Clustering Large Datasets with Mixed Variable Types – How to Efficiently Classify Remaining Observations

clusteringgower-similaritylarge datamixed type data

I'm trying to run a cluster analysis on a large dataset (70k+ observations to cluster) with mixed variables (numeric, ordinal, binary and nominal). I don't think I can create the distance matrix using SAS over the entire dataset. So, I have tried to run a hierarchical clustering using Gower's distance over a subsample of my data. I've got some questions.

  1. If the above method (hierarchical clustering of a subsample) is
    appropriate, how can I then score the rest of the observations and
    assign (classify) them to the clusters obtained?

  2. If the above method isn't good, what are other recommended
    methods to cluster a large dataset with mixed variables? (Available
    in SAS if possible.)

  3. How can I check for correlations/multicolinearity among mixed
    variables? I don't know if running something like PCA or factor
    analysis makes sense with categorical data.

Best Answer

Hierarchical clustering in general does not scale well to large data sets. There are some special cases such as SLINK that need only $O(n)$ memory and $O(n^2)$ runtime (naive implementations need $O(n^2)$ memory and $O(n^3)$ runtime). So may need to look into alternative methods such as DBSCAN. DBSCAN will work with arbitrary distance measures; but you will probably not have index acceleration, so it will be $O(n^2)$ runtime, too. But it should still scale to 70k observations; I have ran DBSCAN on 100k years ago. The key is to not compute a complete distance matrix, because that needs $O(n^2)$ memory then.

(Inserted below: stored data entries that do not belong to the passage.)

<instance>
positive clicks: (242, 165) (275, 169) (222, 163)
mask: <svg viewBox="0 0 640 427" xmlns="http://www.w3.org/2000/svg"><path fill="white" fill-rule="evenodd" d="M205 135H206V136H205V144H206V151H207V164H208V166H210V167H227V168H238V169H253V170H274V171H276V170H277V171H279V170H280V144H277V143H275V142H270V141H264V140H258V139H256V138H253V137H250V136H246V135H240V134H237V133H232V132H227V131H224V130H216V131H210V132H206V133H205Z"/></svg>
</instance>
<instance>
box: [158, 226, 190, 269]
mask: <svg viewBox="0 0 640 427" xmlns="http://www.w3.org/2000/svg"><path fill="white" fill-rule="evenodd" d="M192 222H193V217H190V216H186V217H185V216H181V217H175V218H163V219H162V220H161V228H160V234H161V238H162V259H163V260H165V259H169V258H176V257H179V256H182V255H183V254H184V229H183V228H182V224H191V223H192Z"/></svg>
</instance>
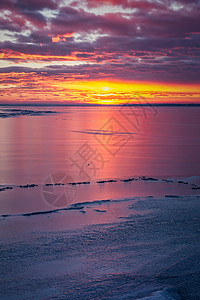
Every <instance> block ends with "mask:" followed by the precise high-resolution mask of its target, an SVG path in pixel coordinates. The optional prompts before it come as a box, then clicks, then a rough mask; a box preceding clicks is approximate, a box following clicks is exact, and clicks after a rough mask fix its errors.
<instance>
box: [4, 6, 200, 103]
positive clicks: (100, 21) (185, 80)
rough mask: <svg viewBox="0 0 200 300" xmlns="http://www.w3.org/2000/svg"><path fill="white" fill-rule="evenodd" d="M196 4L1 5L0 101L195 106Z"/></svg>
mask: <svg viewBox="0 0 200 300" xmlns="http://www.w3.org/2000/svg"><path fill="white" fill-rule="evenodd" d="M199 38H200V1H199V0H190V1H189V0H177V1H171V0H141V1H140V0H137V1H136V0H80V1H79V0H78V1H70V0H57V1H56V0H1V1H0V73H1V74H0V103H13V102H17V103H24V102H26V103H27V102H28V103H35V102H37V103H40V102H42V103H55V102H62V103H67V104H70V103H100V104H119V103H125V102H127V101H130V102H132V103H134V102H137V99H138V98H140V97H142V99H147V100H148V101H150V102H159V103H165V102H169V103H171V102H177V103H183V102H190V103H197V102H198V103H200V60H199V56H200V39H199Z"/></svg>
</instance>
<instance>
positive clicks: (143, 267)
mask: <svg viewBox="0 0 200 300" xmlns="http://www.w3.org/2000/svg"><path fill="white" fill-rule="evenodd" d="M199 212H200V196H187V197H186V196H180V197H178V196H177V197H175V196H174V197H173V196H171V197H170V196H168V197H160V198H154V197H143V198H129V199H121V200H120V199H119V200H116V201H109V202H106V201H96V202H94V203H83V204H82V206H81V207H79V209H76V210H69V211H67V210H66V211H61V212H59V213H51V214H47V215H33V216H21V217H20V216H17V217H11V218H2V219H1V222H0V223H1V226H2V229H3V230H2V233H3V234H2V239H1V240H2V242H1V252H0V257H1V262H2V266H1V297H0V299H6V300H9V299H148V300H150V299H151V300H155V299H163V300H164V299H170V300H172V299H185V300H190V299H194V300H197V299H200V217H199V216H200V214H199ZM72 218H74V219H75V220H79V221H78V222H77V221H76V223H78V226H71V227H70V224H69V226H68V225H67V222H68V221H67V220H71V219H72ZM86 219H87V222H86ZM69 223H70V222H69ZM86 223H87V225H84V224H86ZM19 231H20V233H21V235H20V233H19Z"/></svg>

However, neither will have an obvious way of classifying new observations. Clustering is just something different than classification. It's about getting a sketch of structure in the data to then analyze and turn into knowledge. No clustering will ever be perfect, but it may be able to tell you something you did not know before. You should then formalize it in a way that you can make use of it later.

Obviously, an universal approach is to train a classifier on the clusters afterwards.

I don't know what is available in SAS. I believe it only has the most basic methods available, nothing advanced.